Laika bitch launches to space for the USSR completes 60 years
Sixty years ago, the Laika bitch, withdrawn from the streets of Moscow, the capital of Russia, took off on a journey with no return and became the first living being sent into space. The launch took place on November 3, 1957, just a month after the first Soviet Sputnik was put into orbit, and the ship that carried Laika was the second artificial satellite in history. She survived only a few hours.
"I asked her to forgive me and I cried when I caressed her the last time," recalls biologist Adilia Kotovskaya. Scientists knew that Laika would die on the flight, as there were no methods available to bring her back. The official version, which was endorsed for years by the Russian authorities, stated that the dog was painlessly sacrificed with a poison deposited in its food - but, a long time later, the space agency revealed that it could not withstand the heat inside the ship and died of dehydration. For the Soviet leader of the time, Nikita Khrushchev, the purpose of sending Laika into space was to demonstrate the superiority of the Soviet Union over the United States.
Her nine rounds around Earth have turned Laika into the first cosmonaut on the planet, sacrificed for the success of future space missions," said Adilia Kotovskaya, who is now 90 years old and still proud to have helped train animals for space missions . She recalls that previously, other dogs had been sent to suborbital altitudes for a few minutes to see if it was possible to live in a non-gravity environment. "So it's time to send a living being into space," he said.

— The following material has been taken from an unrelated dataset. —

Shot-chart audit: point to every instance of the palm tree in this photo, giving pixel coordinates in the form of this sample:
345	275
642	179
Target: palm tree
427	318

To get used to the space flight in a pressurized capsule of 80 centimeters in length, the dogs were placed in smaller and smaller cages, the scientist recalls. They were placed in a centrifuge that simulated the acceleration of a rocket at the time of takeoff, subjected to noises that imitated the interior of a spacecraft and fed with space food with gelatin.
Laika, a mutt of about three years and six kilos, was retrieved from the streets of Moscow, as were other "candidates." "They were chosen bitches because they did not have to raise their paws to urinate and therefore needed less space than the males - and without pedigree because they are smarter and less demanding," explained the specialist, who currently runs a laboratory of the Institute of Medical Problems -Biological of Moscow.
The candidates also needed to be photogenic and the choice of their name should have the maximum impact on the population.
Heat and dehydration
Laika - name derived from the verb bark in Russian - was chosen from six candidates for its clever, docile character and a curious look. "Of course we knew he was going to die on the flight as there was no way to rescue it, nonexistent at the time," added the senior scientist.
The launch of Sputnik with Laika on board took place on November 3, 1957, at 05h30 (Moscow time), in Kazakhstan. "Obviously, when the rocket went up, Laika's heart rate increased considerably," Adilia Kotovskaya recalled. At the end of three hours, the dog regained its normal rhythm.
Suddenly, after the ninth rotation around Earth, the temperature inside Laika's capsule began to rise and surpassed 40 ° C, with insufficient protection against solar radiation. The result was that Laika, who should have survived between eight and ten days, died after a few hours due to overheating and dehydration.
The Soviet radio continued, however, informing daily on the "good health of Laika", that became planetary heroine. According to the official long-held version of Moscow, Laika died of a poison placed on her food to avoid a painful death in the return of the ship to the atmosphere.
Sputnik disintegrated into the atmosphere on April 14, 1958 on the Antilles, with its passenger dead for five months. On August 19, 1960, a space flight brought alive back to earth two space dogs, Belka and Strelka, clearing the way for the first inhabited flight of the Soviet Yuri Gagarin on April 12, 1961.